Lecture #01: Course Introduction and the Relational Model
Relational Model
The relational model defines a database abstraction based on relations to avoid maintenance overhead.
Key tenets:
- Store database in simple data structures(relations).
- Physical storage left up to the DBMS implementation.
- Access data through high-level language, DBMS figures out best execution strategy.

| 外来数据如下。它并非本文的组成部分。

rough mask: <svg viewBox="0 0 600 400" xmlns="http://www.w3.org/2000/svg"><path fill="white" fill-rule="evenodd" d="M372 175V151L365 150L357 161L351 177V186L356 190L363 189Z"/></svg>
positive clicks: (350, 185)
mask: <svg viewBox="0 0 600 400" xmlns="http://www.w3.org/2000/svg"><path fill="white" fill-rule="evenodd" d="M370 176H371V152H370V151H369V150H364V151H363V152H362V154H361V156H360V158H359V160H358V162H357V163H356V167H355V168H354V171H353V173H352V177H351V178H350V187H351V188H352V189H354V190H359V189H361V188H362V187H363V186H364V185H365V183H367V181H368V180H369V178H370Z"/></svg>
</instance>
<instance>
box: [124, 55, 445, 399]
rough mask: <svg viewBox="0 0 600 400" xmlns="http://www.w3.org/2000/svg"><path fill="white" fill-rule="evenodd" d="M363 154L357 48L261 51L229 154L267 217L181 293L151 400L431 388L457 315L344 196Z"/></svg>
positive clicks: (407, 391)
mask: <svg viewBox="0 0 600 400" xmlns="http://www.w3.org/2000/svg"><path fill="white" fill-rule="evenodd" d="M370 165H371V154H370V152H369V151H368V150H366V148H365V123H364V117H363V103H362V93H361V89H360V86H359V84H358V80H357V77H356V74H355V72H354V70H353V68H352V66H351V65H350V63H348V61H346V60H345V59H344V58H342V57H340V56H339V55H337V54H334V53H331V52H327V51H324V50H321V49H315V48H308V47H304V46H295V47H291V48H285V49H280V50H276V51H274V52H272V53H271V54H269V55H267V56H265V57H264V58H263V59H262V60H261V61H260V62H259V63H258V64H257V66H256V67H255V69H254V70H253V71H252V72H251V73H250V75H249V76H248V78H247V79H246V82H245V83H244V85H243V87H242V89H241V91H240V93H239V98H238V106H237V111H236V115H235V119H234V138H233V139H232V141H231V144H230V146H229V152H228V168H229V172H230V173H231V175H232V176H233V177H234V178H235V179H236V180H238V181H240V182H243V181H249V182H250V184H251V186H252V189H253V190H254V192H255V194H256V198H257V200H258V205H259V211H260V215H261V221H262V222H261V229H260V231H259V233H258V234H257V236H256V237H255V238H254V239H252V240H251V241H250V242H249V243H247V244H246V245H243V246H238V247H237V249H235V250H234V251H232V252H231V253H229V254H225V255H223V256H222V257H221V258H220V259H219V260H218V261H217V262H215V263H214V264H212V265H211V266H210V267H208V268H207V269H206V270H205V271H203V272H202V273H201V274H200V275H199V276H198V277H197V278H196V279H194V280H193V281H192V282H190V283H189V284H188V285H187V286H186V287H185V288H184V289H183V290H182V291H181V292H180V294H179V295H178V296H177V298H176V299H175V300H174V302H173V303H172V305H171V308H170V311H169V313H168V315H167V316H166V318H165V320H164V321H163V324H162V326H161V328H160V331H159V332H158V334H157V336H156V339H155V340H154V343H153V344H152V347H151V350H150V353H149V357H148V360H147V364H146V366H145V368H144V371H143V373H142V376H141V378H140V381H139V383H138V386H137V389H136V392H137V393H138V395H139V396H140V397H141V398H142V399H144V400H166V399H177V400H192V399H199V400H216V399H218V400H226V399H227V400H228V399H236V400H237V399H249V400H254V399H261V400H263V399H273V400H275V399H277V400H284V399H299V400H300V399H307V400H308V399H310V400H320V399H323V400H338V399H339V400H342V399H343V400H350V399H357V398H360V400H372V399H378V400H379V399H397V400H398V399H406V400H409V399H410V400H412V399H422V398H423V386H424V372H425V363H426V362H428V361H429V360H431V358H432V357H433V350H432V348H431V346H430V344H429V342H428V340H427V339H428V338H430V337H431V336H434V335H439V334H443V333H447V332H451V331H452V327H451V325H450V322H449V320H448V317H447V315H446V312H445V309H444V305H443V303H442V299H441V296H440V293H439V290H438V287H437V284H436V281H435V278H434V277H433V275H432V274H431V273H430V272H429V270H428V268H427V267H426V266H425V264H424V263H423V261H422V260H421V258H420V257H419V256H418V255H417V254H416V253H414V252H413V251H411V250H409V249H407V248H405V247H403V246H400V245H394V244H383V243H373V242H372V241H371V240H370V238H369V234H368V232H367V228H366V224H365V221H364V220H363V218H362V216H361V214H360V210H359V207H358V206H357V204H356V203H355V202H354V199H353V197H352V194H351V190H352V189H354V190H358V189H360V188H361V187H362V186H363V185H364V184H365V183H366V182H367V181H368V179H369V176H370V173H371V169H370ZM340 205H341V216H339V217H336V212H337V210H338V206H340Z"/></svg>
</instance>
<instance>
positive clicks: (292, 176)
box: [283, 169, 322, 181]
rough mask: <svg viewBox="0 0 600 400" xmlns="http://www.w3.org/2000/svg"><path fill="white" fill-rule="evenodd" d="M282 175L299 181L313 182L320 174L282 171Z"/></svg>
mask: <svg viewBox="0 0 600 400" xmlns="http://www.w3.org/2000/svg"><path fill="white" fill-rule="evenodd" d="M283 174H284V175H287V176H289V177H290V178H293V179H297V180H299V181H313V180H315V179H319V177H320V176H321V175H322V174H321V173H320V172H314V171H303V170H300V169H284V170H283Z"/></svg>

n-ary Relation = Table with n columns
Relational Algebra: JOIN
Databases are ubiquitous.
Lecture #02: Advanced SQL
SQL is based on bags(duplicates) not sets(no duplicates).
Group By
Non-aggregated values in SELECT output clause must appear in GROUP BY clause.

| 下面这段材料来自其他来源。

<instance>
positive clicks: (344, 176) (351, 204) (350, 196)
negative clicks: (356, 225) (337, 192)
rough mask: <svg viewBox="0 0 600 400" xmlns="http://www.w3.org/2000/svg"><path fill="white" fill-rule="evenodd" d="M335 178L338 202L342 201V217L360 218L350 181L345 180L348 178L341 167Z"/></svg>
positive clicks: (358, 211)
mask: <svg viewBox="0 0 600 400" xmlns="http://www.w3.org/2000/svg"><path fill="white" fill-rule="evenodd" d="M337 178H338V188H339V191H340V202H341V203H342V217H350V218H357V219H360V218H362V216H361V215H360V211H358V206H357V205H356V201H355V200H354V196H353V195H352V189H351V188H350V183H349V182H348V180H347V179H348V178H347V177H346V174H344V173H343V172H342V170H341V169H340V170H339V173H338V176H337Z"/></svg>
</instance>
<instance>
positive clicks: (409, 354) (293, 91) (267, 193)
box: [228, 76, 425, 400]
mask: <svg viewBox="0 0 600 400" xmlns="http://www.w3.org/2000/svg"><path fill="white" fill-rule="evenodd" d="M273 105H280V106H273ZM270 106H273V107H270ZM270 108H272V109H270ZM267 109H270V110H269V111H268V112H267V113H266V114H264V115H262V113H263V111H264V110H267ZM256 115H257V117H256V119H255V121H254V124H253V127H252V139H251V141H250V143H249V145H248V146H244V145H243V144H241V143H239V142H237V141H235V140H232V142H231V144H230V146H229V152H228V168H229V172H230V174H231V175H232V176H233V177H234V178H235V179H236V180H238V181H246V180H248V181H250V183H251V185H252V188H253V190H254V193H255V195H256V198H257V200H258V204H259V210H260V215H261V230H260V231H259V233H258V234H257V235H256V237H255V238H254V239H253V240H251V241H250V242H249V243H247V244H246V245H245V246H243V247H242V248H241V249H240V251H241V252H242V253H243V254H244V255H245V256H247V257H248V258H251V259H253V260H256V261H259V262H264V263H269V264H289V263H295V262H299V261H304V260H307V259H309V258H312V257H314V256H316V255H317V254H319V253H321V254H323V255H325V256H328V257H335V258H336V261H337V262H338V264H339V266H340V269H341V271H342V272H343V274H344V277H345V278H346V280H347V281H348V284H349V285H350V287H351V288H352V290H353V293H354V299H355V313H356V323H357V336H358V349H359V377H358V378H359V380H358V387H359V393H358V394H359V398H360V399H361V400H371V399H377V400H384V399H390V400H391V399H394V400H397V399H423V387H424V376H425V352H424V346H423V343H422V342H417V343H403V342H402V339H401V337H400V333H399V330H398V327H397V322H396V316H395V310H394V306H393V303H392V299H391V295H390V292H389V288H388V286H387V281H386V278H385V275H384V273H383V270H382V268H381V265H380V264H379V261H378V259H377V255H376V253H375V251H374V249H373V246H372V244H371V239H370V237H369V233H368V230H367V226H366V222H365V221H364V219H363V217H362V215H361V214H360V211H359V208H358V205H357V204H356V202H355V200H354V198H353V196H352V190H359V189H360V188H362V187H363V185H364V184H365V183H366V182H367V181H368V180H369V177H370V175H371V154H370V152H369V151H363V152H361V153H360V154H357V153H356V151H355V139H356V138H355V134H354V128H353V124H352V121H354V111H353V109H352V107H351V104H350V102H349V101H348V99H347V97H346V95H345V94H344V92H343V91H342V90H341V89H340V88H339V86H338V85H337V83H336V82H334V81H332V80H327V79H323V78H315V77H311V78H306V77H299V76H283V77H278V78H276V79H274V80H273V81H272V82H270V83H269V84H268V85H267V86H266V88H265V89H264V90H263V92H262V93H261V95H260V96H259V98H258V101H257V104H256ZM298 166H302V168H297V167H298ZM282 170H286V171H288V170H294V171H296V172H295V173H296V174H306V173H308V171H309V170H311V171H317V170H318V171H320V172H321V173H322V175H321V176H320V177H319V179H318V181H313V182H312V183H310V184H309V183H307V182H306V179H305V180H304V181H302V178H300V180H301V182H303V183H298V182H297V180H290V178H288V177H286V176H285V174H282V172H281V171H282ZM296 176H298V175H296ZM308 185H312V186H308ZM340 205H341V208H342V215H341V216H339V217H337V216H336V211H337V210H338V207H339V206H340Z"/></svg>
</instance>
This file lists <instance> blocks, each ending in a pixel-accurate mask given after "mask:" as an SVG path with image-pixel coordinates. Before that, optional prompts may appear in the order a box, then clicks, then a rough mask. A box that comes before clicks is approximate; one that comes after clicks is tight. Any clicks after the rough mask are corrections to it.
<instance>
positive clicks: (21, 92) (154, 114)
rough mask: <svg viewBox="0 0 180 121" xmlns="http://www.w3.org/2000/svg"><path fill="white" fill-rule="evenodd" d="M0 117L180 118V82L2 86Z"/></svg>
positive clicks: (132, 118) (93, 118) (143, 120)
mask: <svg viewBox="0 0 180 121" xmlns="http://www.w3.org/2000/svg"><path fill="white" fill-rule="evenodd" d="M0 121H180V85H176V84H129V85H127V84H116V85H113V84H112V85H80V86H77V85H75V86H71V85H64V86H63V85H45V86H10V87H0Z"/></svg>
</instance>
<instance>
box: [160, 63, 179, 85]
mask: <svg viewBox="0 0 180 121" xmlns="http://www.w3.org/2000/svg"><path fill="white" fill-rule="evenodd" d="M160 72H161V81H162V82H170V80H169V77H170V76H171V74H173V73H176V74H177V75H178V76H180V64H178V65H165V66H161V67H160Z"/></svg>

为了快速学完直接看slides的,发现SQL部分还是有不懂的地方,居然想着得过且过😳,不会就跳过吧。幸好看了video,Easy has a cost.
不要偷懒,多重复几次总会搞懂的。
MySQL:
切换到MySQL之前的版本可以用该语句查询,但其实结果不正确。
查询student表,发现结果是错误的。
看了video知道哪里错了,还是要多实践。Andy会在课堂演示,想起了本科一位年轻教师(为数不多会在课堂拿自己笔记本电脑写代码投屏给我们看的),也是位好老师。
Homework 1: SQL
Q10没搞懂意思,所以只有85/100。
Lecture #03: Database Storage I
Sequential VS. Random Access
DBMS will want to maximize sequential access.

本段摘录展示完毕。